It is now 60 years since the Anpo demonstrations, and 35 years since Karōji’s passing.

He rests at the foot of Mount Hakodate, where he can gaze on his beloved ocean. When I visited the grave in the summer of 2019, I notice the name of Makiko, who had died two years earlier, had joined those of her husband and mother-in-law Kiyo. Now the entire Karōji family slumbers together. A cold rain fell as I surveyed the familiar offerings on the grave: flowers, one-cup sake. As the evening sun fell, I gazed in the distance at the squid-fishing boats hurrying to their fishing grounds.
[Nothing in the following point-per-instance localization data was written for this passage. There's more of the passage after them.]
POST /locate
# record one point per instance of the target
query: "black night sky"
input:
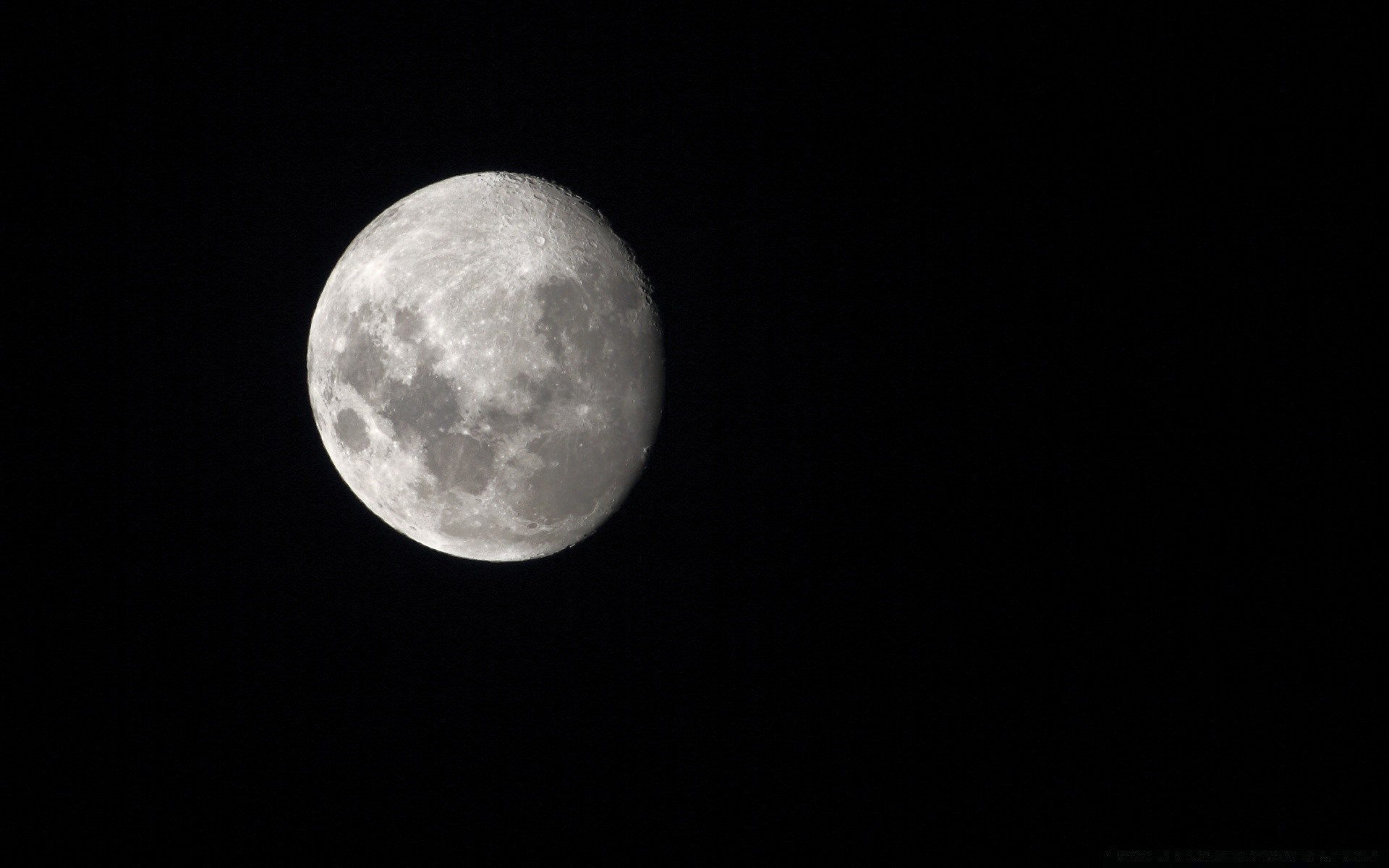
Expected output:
(1003, 490)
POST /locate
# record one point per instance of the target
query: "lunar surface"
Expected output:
(485, 367)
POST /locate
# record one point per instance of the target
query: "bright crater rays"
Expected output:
(485, 367)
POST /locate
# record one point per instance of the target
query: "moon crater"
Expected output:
(485, 367)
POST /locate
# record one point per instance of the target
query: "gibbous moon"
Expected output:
(485, 367)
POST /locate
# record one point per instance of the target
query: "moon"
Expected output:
(485, 367)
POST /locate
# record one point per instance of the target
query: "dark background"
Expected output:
(999, 350)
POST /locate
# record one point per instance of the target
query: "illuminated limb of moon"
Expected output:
(485, 367)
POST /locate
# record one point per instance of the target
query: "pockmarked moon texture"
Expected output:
(485, 367)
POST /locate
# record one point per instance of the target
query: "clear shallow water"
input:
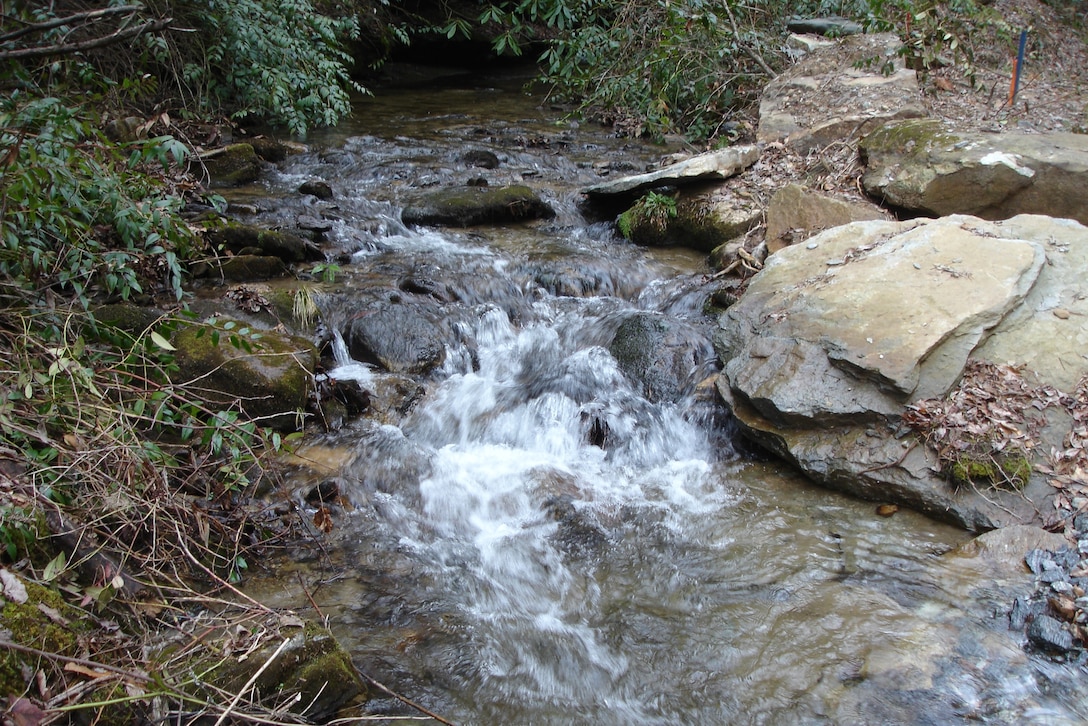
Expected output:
(498, 567)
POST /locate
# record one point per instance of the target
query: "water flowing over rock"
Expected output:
(924, 167)
(835, 336)
(477, 205)
(838, 93)
(705, 167)
(402, 337)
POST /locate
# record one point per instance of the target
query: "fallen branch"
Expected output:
(70, 48)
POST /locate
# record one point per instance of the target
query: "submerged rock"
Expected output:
(713, 165)
(469, 206)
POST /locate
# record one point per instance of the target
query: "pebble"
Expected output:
(1048, 634)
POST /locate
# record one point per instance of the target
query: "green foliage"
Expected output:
(938, 32)
(648, 217)
(279, 60)
(651, 66)
(82, 216)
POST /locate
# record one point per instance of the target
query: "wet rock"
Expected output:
(400, 337)
(242, 268)
(269, 381)
(481, 158)
(795, 213)
(274, 150)
(1048, 634)
(713, 165)
(232, 165)
(246, 238)
(308, 663)
(318, 188)
(469, 206)
(326, 491)
(924, 167)
(310, 223)
(659, 354)
(839, 93)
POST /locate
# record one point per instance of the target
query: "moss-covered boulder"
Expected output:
(476, 205)
(34, 616)
(266, 374)
(303, 659)
(233, 165)
(246, 238)
(660, 355)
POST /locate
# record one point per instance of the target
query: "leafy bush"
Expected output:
(81, 214)
(279, 60)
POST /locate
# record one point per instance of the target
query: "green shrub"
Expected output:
(277, 60)
(79, 214)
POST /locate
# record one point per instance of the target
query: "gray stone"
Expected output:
(839, 93)
(923, 165)
(795, 213)
(400, 337)
(1047, 634)
(713, 165)
(469, 206)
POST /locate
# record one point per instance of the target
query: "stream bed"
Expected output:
(532, 538)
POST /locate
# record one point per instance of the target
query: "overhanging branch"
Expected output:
(69, 48)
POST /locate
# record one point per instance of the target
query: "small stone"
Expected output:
(1047, 634)
(1063, 606)
(1062, 587)
(1035, 560)
(318, 188)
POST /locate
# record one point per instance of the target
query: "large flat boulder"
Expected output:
(923, 165)
(836, 336)
(839, 93)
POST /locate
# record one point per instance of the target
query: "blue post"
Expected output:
(1020, 65)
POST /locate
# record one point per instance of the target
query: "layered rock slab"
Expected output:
(838, 93)
(925, 167)
(836, 336)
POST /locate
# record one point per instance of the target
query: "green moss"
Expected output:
(1010, 471)
(28, 625)
(911, 136)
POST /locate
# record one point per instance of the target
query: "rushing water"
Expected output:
(503, 562)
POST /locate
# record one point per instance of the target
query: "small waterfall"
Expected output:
(533, 537)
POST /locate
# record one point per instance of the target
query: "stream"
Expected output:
(532, 538)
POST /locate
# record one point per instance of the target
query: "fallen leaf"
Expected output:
(23, 712)
(12, 588)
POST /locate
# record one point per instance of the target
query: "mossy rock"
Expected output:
(270, 382)
(26, 624)
(233, 165)
(246, 238)
(1006, 471)
(242, 268)
(311, 664)
(473, 205)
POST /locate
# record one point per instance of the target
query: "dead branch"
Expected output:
(87, 16)
(70, 48)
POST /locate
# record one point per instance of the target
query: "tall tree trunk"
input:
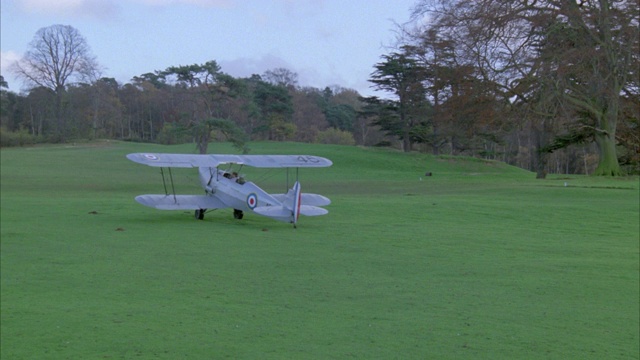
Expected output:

I once attended a lecture delivered in Hakodate by Nishibe Susumu, a Zengakuren friend of Karōji’s who later become a professor at the University of Tokyo. At a gathering after the event, he said something that stayed with me: “He was the only person I could never stand up to . . .” This was eight years after Karōji’s death. Just over a year later, Nishibe was found drowned in the Tamagawa river.

Nishibe Susumu. (Hakodate, 1992)
Nishibe Susumu. (Hakodate, 1992)

Karōji Kentarō’s grave

Access: 20 minute-walk from the Hakodate-dokku-mae stop on the Hakodate City Tram, near the Foreign General Cemetery.